Alter: 42 Jahre
Studium: 2003 bis 2008, Diplomstudiengang Maschinenbau
Beruf: Head of Engineering
Unternehmen: Eastman in Leuna
Mein Weg nach Merseburg ...
Ich bin hier geboren, bin Merseburger und habe meine Heimatstadt nicht vor dem Studium verlassen. Für die Hochschule Merseburg habe ich mich entschieden, weil ich unabhängig von meinen Eltern sein wollte. Ich dachte, wenn ich hier vor Ort bleibe, dann habe ich die Möglichkeit weiterhin bei ihnen zu wohnen, um mich auf das Studium konzentrieren zu können. Im Laufe des Studiums habe ich mich nach einer alternativen Geldquelle umgesehen und bin von zu Hause ausgezogen, aber weiterhin in Merseburg geblieben. Für mich war das der einfachste Weg, nicht weit weg zu gehen und mich vollkommen auf das Studium zu konzentrieren. Das Studium sollte praxisnah sein.

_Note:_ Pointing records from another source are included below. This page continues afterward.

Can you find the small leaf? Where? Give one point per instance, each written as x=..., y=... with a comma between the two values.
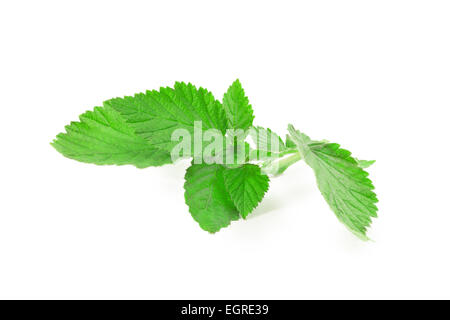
x=208, y=200
x=246, y=186
x=237, y=107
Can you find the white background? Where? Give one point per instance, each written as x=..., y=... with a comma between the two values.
x=373, y=76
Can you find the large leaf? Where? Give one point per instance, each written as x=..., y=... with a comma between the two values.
x=157, y=114
x=341, y=180
x=103, y=137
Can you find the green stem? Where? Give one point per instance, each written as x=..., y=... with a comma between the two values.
x=278, y=166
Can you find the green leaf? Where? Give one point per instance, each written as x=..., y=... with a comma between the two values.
x=266, y=140
x=343, y=184
x=157, y=114
x=365, y=163
x=103, y=137
x=246, y=186
x=208, y=200
x=238, y=110
x=289, y=142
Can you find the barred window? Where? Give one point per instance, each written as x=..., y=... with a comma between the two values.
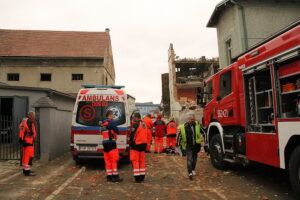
x=77, y=77
x=13, y=77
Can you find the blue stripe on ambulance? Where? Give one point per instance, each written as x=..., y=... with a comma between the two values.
x=95, y=128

Verglichen mit Universitäten, an denen es doch recht theoretisch ist, hat mich besonders der Praxisanteil am Fachhochschulstudium gereizt.
Die Hochschule Merseburg ist für mich...
Wenn ich an die Hochschule Merseburg denke, dann das sie früher eine Hochburg für Verfahrenstechnik war. Schon mein Vater hat hier am Standort Merseburg Verfahrenstechnik studiert und immer davon geschwärmt. Das Steckenpferd der Hochschule sind für mich aber auch die anderen Ingenieurwissenschaften.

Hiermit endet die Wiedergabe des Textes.